Pierce Mason Butler | |
Order: | 56th |
Office: | Governor of South Carolina |
Term Start: | December 1, 1836 |
Term End: | December 10, 1838 |
Lieutenant: | William DuBose |
Predecessor: | George McDuffie |
Successor: | Patrick Noble |
Birth Date: | 11 April 1798 |
Birth Place: | Edgefield County, South Carolina, US |
Death Place: | Mexico City, Mexico |
Resting Place: | Christ Episcopal Church, Greenville, South Carolina |
Spouse: | Miranda Julia Duval |
Party: | Democratic |
Rank: | Colonel |
Branch: | United States Army South Carolina militia |
Allegiance: | United States |
Serviceyears: | 1818–1829, 1838–1847 |
Commands: | Palmetto Regiment |
Battles: | Mexican–American War |
Pierce Mason Butler (April 11, 1798August 20, 1847) was an American soldier and statesman who served as the 56th Governor of South Carolina from 1836 to 1838. He was killed while serving as colonel of the Palmetto Regiment at the Battle of Churubusco, during the Mexican–American War.

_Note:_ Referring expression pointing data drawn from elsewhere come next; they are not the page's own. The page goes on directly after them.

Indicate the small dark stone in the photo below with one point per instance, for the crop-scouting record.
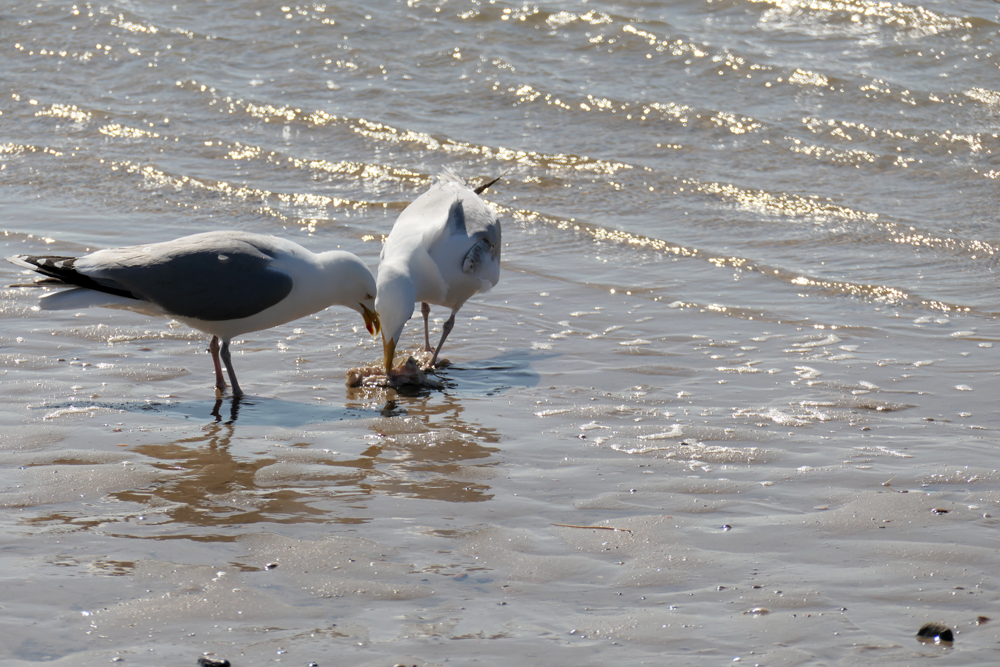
(936, 631)
(205, 661)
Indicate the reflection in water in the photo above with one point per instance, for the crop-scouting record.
(425, 454)
(234, 409)
(237, 470)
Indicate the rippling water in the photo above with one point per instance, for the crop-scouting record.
(747, 317)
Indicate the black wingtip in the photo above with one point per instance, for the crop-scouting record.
(482, 188)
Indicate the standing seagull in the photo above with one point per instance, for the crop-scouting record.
(222, 283)
(443, 249)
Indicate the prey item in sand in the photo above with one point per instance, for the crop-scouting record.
(407, 374)
(224, 283)
(443, 249)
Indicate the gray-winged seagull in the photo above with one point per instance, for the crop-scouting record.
(224, 283)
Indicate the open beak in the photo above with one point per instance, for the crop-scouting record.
(389, 348)
(372, 322)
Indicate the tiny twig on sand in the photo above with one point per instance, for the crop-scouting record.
(570, 525)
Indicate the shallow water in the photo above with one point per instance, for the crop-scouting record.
(747, 318)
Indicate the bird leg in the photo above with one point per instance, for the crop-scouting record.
(220, 381)
(426, 310)
(444, 334)
(237, 392)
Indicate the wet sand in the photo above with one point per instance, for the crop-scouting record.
(734, 396)
(796, 502)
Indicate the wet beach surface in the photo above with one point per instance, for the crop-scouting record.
(733, 397)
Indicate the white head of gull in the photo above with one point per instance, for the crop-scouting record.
(224, 283)
(443, 249)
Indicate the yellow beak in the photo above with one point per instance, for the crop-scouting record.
(372, 322)
(389, 348)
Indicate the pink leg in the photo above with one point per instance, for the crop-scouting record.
(426, 310)
(224, 353)
(220, 380)
(444, 334)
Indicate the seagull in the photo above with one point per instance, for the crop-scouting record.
(224, 283)
(443, 249)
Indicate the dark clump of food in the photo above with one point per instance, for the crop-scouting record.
(407, 374)
(935, 632)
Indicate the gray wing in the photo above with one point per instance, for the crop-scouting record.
(206, 276)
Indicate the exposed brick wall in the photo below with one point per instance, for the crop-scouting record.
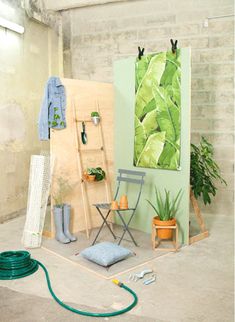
(96, 36)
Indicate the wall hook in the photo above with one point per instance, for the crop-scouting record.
(174, 46)
(141, 52)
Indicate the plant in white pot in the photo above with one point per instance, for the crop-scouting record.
(95, 117)
(62, 211)
(166, 210)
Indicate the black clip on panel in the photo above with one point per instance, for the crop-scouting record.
(174, 46)
(141, 52)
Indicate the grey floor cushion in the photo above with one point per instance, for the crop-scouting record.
(106, 254)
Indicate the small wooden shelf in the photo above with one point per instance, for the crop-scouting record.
(91, 149)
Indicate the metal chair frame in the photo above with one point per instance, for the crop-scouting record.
(106, 206)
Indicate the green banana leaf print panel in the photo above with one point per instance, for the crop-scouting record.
(157, 111)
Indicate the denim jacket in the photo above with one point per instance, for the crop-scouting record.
(52, 113)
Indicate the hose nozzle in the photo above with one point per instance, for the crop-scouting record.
(117, 282)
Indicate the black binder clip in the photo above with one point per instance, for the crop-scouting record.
(174, 46)
(141, 52)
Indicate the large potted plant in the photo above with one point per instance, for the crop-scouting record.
(165, 209)
(204, 171)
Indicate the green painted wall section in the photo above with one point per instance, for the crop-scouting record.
(124, 83)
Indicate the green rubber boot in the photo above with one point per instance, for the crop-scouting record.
(66, 215)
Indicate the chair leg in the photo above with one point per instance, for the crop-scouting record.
(126, 229)
(101, 227)
(153, 236)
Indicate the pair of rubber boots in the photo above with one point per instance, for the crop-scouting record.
(62, 222)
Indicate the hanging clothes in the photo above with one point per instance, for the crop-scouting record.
(52, 113)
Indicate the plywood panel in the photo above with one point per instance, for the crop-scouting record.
(84, 95)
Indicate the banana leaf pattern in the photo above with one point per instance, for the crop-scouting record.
(157, 111)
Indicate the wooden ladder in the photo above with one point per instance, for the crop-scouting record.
(106, 181)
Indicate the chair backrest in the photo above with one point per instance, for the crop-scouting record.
(130, 176)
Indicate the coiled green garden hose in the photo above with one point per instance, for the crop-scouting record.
(19, 264)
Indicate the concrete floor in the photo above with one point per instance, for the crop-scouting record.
(193, 285)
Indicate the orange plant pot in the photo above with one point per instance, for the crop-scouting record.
(165, 233)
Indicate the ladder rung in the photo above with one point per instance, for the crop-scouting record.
(83, 120)
(94, 149)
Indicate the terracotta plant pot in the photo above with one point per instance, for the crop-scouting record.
(166, 233)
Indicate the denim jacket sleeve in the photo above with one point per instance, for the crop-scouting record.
(52, 113)
(43, 126)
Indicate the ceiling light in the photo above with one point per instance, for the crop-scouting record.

Born in Edgefield County, South Carolina, Butler was a son of William Butler and a brother of Andrew Pickens Butler and William Butler, Jr., all of whom served in the United States Congress. He was educated by Moses Waddel at the Willington Academy in Willington, South Carolina. He owned a 154-acre plantation with 27 slaves.[1]

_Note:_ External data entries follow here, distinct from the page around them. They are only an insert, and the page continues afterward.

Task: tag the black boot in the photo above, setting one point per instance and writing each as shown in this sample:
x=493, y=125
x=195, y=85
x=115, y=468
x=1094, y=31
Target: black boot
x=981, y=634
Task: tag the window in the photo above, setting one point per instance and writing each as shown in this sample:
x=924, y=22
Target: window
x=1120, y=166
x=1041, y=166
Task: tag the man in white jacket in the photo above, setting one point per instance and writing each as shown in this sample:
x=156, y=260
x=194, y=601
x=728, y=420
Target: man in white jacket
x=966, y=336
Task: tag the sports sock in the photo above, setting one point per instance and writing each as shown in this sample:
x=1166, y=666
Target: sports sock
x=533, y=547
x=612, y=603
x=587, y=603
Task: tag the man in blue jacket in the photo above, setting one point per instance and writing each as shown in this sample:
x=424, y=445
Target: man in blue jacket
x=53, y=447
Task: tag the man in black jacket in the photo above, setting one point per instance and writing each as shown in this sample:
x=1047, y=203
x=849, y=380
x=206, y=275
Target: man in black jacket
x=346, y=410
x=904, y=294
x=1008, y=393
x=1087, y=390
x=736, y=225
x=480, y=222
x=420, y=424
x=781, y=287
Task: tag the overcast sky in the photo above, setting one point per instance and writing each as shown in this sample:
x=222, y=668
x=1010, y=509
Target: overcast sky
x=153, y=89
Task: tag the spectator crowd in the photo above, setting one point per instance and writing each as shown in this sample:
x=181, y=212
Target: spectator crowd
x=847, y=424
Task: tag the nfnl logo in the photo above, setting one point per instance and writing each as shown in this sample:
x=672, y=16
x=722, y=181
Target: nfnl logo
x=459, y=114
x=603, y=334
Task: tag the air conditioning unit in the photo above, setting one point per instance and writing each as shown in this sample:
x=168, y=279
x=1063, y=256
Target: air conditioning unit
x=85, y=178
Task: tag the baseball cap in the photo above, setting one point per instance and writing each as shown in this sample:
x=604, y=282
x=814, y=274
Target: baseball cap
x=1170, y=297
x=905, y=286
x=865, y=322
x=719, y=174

Butler was appointed a second lieutenant in the United States Army in 1818 and rose to the rank of captain before resigning his commission in 1829. Following his term as Governor of South Carolina, he became agent to the Cherokee at Fort Gibson (present day Muskogee County, Oklahoma), a post he held until 1846.
Following his death in Mexico, Butler's body was returned to South Carolina for burial. He was first entombed at Trinity Episcopal Church, just across from the State House. In December 1853 he was reburied in the Butler Family Cemetery, in the graveyard of what is now the Butler Methodist Church in Saluda County. Others buried in the plot are his father, Major General William Butler, his mother, Behethland Foote Moore Butler, a sister, five of his six brothers, Colonel Zachariah Smith Brooks, grandfather of Preston Brooks, and two children of his brother William, the only sibling not buried there. He is buried at Christ Episcopal Church in Greenville. Collectively they were four Colonels, one General, one Lt. Colonel, three Majors, and one Judge and US Senator. The General was a member of Congress, too.[2]
James C. Gardner, who served from 1954 to 1958 as the mayor of Shreveport, Louisiana, is a descendant of Pierce Mason Butler.